PARIS - Afghan President Hamid Karzai pledged to fight the corruption in his administration and the lawlessness that has weakened his government as the international community delivered a promise Thursday of an additional US$21 billion to help rebuild his battered country.

Wrestling that promise from Karzai was on the mind of Canada's acting Foreign Affairs Minister David Emerson, who met with the Afghan leader at the donors' conference in Paris.

"We made clear to the president that Canadians do expect, if we are to be in Afghanistan -- Canadians lives are being lost here, a lot of money is being spent here -- there's got to be a sense of confidence that the money and the lives are in pursuit of something worthy,'' Emerson said at the end of the conference.

"When there is a scent of corruption, you get people turning off. And so I explained to him the importance of dealing with that and dealing with it in very specific ways.''

Karzai, who has enjoyed six years of support from the West, recognized that the failure to battle corruption and crack down on warlords has set back the reconstruction effort.

"Afghanistan needs large amounts of aid, but precisely how aid is spent is just as important,'' Karzai told the conference.

His effort to promote a five-year program to diversify the Afghan economy away from opium production, rebuild the agricultural sector and increase access to electricity was dealt a blow just days before the meeting of 80 countries.

Karzai's former finance minister, Ashraf Ghani, said bungling by the government in Kabul was partly responsible for the resurgence of the Taliban. The comments fuelled speculation within Afghanistan that Ghani will challenge Karzai in next year's presidential election.

In the end, the need to help secure and feed the country overshadowed concerns about corruption at the conference.

The United States led the way, promising $10.2 billion.

Donors pledged to co-ordinate their aid better than in the past, when billions poured into the country, often with little oversight. In a statement, they urged Afghan officials to tackle corruption.

French Foreign Minister Bernard Kouchner said the final figure was beyond his dreams. It exceeded the $15 billion to $20 billion Afghan officials had hoped for.

Only $15 billion on previous pledged delivered so far

The new pledges are in addition to $25 billion pledged by the international community since 2002. In the weeks before the Paris conference, there was frustration among Afghan ministers that previous aid commitments had not been kept.

The Agency Co-ordinating Body for Afghan Relief, an umbrella organization representing relief groups, said in March that only $15 million had been delivered.

The group complained that 40 per cent of the aid flowing into Afghanistan returns to donor countries in form of corporate profits and consultant fees.

Thirty years of war have left Afghanistan with virtually no educated middle class with which to run the government.

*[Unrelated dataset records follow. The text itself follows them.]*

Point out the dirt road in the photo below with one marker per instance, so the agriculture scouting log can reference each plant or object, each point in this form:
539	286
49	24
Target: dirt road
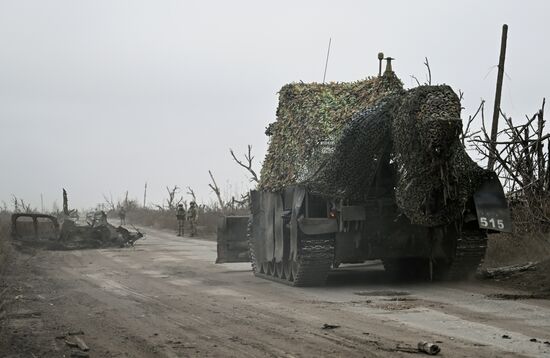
166	298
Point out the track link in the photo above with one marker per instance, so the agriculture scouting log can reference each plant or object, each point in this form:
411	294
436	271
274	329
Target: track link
315	256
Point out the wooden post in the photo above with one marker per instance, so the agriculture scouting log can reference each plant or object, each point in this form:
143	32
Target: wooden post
145	195
496	109
65	203
326	61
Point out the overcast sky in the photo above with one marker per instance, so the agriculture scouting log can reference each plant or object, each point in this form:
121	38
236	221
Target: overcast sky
100	97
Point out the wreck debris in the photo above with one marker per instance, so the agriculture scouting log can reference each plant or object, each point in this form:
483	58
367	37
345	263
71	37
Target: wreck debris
506	271
429	348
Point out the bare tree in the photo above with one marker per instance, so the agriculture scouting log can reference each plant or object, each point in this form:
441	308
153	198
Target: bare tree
109	201
192	193
522	161
172	202
466	134
216	189
15	203
248	157
428	75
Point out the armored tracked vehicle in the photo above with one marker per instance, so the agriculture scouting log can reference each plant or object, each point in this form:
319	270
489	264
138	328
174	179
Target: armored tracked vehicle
368	170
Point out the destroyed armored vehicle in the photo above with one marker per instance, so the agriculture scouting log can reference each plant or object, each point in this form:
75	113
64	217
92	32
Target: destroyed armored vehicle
41	230
367	170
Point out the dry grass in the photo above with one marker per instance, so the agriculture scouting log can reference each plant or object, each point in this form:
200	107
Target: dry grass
206	226
5	246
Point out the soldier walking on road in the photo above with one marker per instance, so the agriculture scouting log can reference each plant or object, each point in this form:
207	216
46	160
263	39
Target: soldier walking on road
122	215
192	217
180	215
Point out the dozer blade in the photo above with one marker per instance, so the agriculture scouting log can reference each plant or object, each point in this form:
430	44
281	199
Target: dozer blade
491	206
232	239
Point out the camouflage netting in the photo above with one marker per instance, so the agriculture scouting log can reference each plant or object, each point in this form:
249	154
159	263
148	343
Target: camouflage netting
310	119
337	138
435	176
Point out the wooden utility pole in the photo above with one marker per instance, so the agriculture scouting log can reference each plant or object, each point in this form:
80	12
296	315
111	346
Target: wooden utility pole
145	195
496	109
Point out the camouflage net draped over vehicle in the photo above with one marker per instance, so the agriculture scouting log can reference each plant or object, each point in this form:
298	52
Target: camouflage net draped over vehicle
435	176
334	138
310	119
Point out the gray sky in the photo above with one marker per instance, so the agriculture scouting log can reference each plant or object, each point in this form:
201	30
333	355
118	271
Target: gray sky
101	96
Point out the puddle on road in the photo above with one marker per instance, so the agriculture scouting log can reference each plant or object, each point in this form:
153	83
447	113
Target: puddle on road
184	282
224	292
382	293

Many of those returning to shattered country are mostly lured away from the C$70 per month jobs into working for international agencies, often for 10 times that amount.

Canada pledged prior to the conference to increase its aid commitment $600 million, bringing Ottawa's total to C$1.9 billion over 10 years.

A portion of that, C$50 million, will go right where the Afghans had wanted, toward increasing agricultural production with the refurbishment of the Dalah dam in Kandahar province.

It's estimated as much as $4 billion is needed over five years to revive the agricultural sector, but there was a lot of skepticism among nations that attended the one-day meeting.

Afghan farmers just finished harvesting another bumper crop of opium-producing poppies and government eradication efforts, particularly in the restive southern region, are deemed a joke.

Rampant corruption among government officials and police have allowed farmers to continue growing poppy and avoid having their fields torn up.

Karzai said giving farmers alternatives to growing opium poppies and trafficking drugs is crucial to Afghanistan's future.

"Opium is about survival'' for these farmers, he said.

Most Afghans lack proper sanitation and 80 per cent have no electricity at home, despite the international aid that has poured in since the Taliban's ouster in 2001. Life expectancy remains under 50 years, and food shortages over the past year have pushed many Afghans to the brink.

The Taliban still recruit in desperately poor rural areas, and their insurgency continues to claim lives more than six years after U.S.-led troops invaded following the Sept. 11, 2001, terrorist attacks blamed on al-Qaida, whose militants the Taliban were sheltering.

To date, 85 Canadian soldiers and one diplomat have died in Afghanistan.

Earlier in the spring, Parliament agreed to extend the deployment of 2,500 strong Canadian military force in Kandahar until 2011.

Despite three attempts on his life, the most recent in April, Karzai is widely expected to run for another term as president.

His brother, Ahmed Wali Karzai, whom U.S. and British diplomats have accused of corruption and possibly benefiting from cross-border opium smuggling, said his brother deserves a chance to finish what he started.

"He's honest and he works really, really hard,'' Wali Karzai said in a recent interview with The Canadian Press.